Extracting data from your email is a very good practice to collect data or to optimize everyday boring tasks.
In this post I will explain how I succeeded to help a human resources task, by using python, more specifically using a library called pywin32
.
To install the package, you should do it on windows, otherwise it will prompt an error. Make sure to have a virtual environment in your windows pc and apply the following command:
pip install pywin32
Start by creating an object variable, that will allow to access your email (in this case Outlook):
import win32com.client
outlook = win32com.client.Dispatch('outlook.application').GetNamespace("MAPI")
If you have several accounts, you can use the following function to choose your account:
#check how many outlook accounts there are
def get_email_accounts():
accounts = []
for account in outlook.Accounts:
accounts.append(account.DeliveryStore.DisplayName)
return accounts
To check all the main folders you can access using the object, use the following function:
#iterate to see main folders
def iterate_folder(iter = 50):
for i in range(iter):
try:
inbox = outlook.GetDefaultFolder(i)
print(i, inbox)
except:
pass
If you created extra main folders, the function above isn't able to detect them, however subfolders inside inbox, or inside any other pre defined folder, can be grabbed by using the following command:
folder = outlook.GetDefaultFolder(6).folders(<subfolder>)
You might be wondering why I chose '6' in the command above. The number '6' is the default for inbox, then I just accessed a subfolder inside the inbox, the one having the files I wanted to extract.
To grab the messages inside the subfolder use the following commands:
#the last message
messages = folder.Items
message_last = messages.GetLast()
#the next message
message_previous = messages.GetPrevious()
I will explain ahead how to loop over all the messages inside the subfolder, first I will introduce the function below, which basically looks for .pdf files inside a specific message and saves them inside a list and a directory.

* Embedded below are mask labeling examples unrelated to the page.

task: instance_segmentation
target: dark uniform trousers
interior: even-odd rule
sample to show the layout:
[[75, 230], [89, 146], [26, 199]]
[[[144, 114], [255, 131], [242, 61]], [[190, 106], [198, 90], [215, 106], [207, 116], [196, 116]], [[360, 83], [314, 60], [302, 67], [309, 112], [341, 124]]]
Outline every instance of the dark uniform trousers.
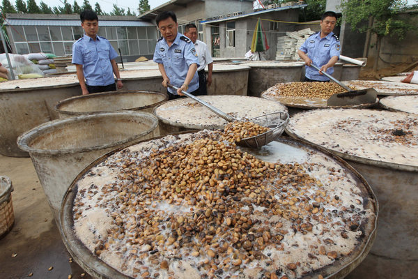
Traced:
[[109, 85], [96, 85], [90, 86], [87, 85], [87, 91], [88, 93], [99, 93], [99, 92], [107, 92], [107, 91], [116, 91], [116, 84], [112, 83]]

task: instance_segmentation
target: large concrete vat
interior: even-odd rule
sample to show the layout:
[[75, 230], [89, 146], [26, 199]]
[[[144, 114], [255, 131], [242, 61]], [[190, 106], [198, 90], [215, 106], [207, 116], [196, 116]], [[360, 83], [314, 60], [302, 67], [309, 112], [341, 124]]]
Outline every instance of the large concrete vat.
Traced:
[[[261, 98], [242, 96], [204, 96], [199, 99], [237, 119], [251, 119], [272, 112], [287, 112], [283, 105]], [[220, 129], [225, 119], [194, 100], [180, 98], [154, 109], [160, 120], [161, 135], [189, 130]]]
[[[300, 163], [307, 160], [307, 158], [314, 154], [314, 156], [320, 156], [325, 157], [335, 166], [336, 168], [341, 168], [343, 175], [353, 179], [352, 181], [356, 185], [356, 187], [360, 189], [360, 191], [364, 193], [364, 199], [367, 200], [367, 209], [376, 214], [376, 218], [365, 220], [362, 224], [362, 236], [358, 239], [361, 240], [355, 250], [349, 255], [339, 258], [339, 260], [325, 266], [319, 271], [319, 273], [314, 272], [306, 274], [303, 276], [304, 279], [317, 279], [321, 278], [318, 274], [321, 274], [327, 278], [343, 278], [351, 272], [355, 266], [362, 262], [367, 255], [376, 236], [376, 221], [378, 216], [378, 204], [376, 196], [373, 190], [368, 185], [363, 177], [354, 169], [350, 165], [346, 163], [337, 156], [332, 155], [323, 149], [314, 146], [309, 143], [303, 143], [298, 140], [289, 139], [287, 137], [279, 137], [274, 142], [272, 142], [270, 147], [262, 149], [258, 153], [254, 152], [254, 150], [245, 149], [251, 155], [264, 160], [267, 162], [280, 162], [281, 163]], [[135, 149], [134, 146], [132, 148]], [[60, 232], [63, 243], [70, 252], [72, 258], [93, 278], [118, 278], [128, 279], [132, 277], [127, 276], [121, 271], [116, 270], [107, 263], [93, 255], [90, 250], [79, 240], [75, 232], [73, 206], [74, 201], [77, 192], [77, 181], [83, 177], [93, 167], [106, 160], [109, 156], [118, 151], [115, 150], [111, 153], [102, 156], [92, 163], [88, 167], [84, 169], [74, 180], [70, 190], [65, 194], [63, 201], [62, 209], [61, 211], [60, 218]], [[267, 209], [266, 209], [267, 210]], [[223, 274], [224, 275], [224, 274]], [[252, 277], [251, 277], [252, 278]]]
[[70, 98], [58, 102], [54, 110], [61, 118], [118, 110], [153, 112], [165, 102], [165, 93], [155, 91], [110, 91]]
[[76, 77], [17, 80], [0, 84], [0, 153], [28, 157], [16, 139], [24, 131], [57, 119], [59, 100], [81, 95]]
[[[417, 148], [414, 147], [417, 146], [417, 137], [410, 137], [408, 146], [410, 147], [403, 149], [405, 153], [400, 153], [396, 149], [396, 144], [390, 144], [396, 142], [391, 142], [390, 133], [385, 132], [399, 127], [401, 124], [396, 122], [401, 117], [408, 119], [407, 117], [414, 119], [415, 116], [401, 112], [368, 110], [350, 111], [325, 110], [297, 114], [291, 118], [286, 133], [293, 137], [325, 147], [346, 159], [364, 176], [376, 194], [380, 204], [376, 239], [369, 256], [348, 278], [416, 278], [418, 273], [418, 163], [416, 160], [405, 158], [417, 158]], [[360, 126], [362, 119], [355, 115], [368, 112], [373, 115], [370, 118], [371, 125], [367, 123]], [[347, 118], [347, 113], [351, 116]], [[386, 122], [381, 116], [376, 116], [379, 114], [387, 119]], [[304, 121], [303, 125], [302, 118], [307, 120]], [[312, 119], [310, 126], [308, 119]], [[337, 121], [339, 124], [336, 124]], [[408, 120], [405, 121], [410, 124], [411, 133], [415, 134], [417, 125]], [[350, 122], [358, 128], [350, 128]], [[341, 125], [337, 130], [336, 125]], [[370, 128], [373, 125], [385, 127], [380, 130], [380, 137], [376, 136], [373, 132], [374, 128]], [[320, 130], [318, 127], [323, 127], [323, 129]], [[327, 127], [333, 127], [333, 130], [327, 129]], [[360, 130], [362, 134], [359, 134]], [[366, 134], [370, 135], [371, 141], [367, 145], [363, 145], [366, 142], [364, 135]], [[325, 140], [324, 137], [329, 140]], [[385, 139], [392, 144], [392, 147], [383, 144]], [[346, 149], [347, 144], [353, 147]], [[396, 160], [400, 163], [396, 163]]]
[[241, 65], [251, 67], [248, 96], [260, 97], [261, 92], [277, 83], [299, 82], [304, 63], [302, 62], [254, 61]]
[[355, 64], [343, 64], [341, 78], [339, 80], [356, 80], [359, 79], [362, 66]]
[[58, 220], [63, 197], [82, 169], [112, 149], [157, 135], [157, 126], [147, 112], [83, 115], [42, 124], [19, 137], [17, 144], [29, 153]]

def get_attachs_from_message(message, output_dir, index, iter = 4):
attachments = message.Attachments #object that contains the attachments
attachments_pdf = [] #empty list
for i in range(1, iter):
try:
attach = attachments.Item(i) # object that contains a single attachment
if '.pdf' in attach.FileName: #checks for pdf files
attachments_pdf.append(attach.Filename)
attach.SaveASFile(os.path.join(output_dir, f"{index}_{attach.FileName}"))
except:
pass
return attachments_pdf
Finally to loop over all the messages in the subfolder:
list_of_lists = []
try:
for i in range(0, 100): # choose how many messages you want to parse
print(i)
index+=1
message = messages.GetPrevious()# gets previous email message
list_of_lists.append(get_attachs_from_message(
message,
output_dir,
index = f"0{str(index)}"))
except:
pass
To wrap up, the later two functions extract the pdf files from the subfolder and saves them into a directory. Afterwards I used PyPDF2
to extract important data from the saved pdfs and save it in a .csv file.
Hoping the scripts provided can be helpful for your own needs.
Email is definitely an amazing source of data! 😎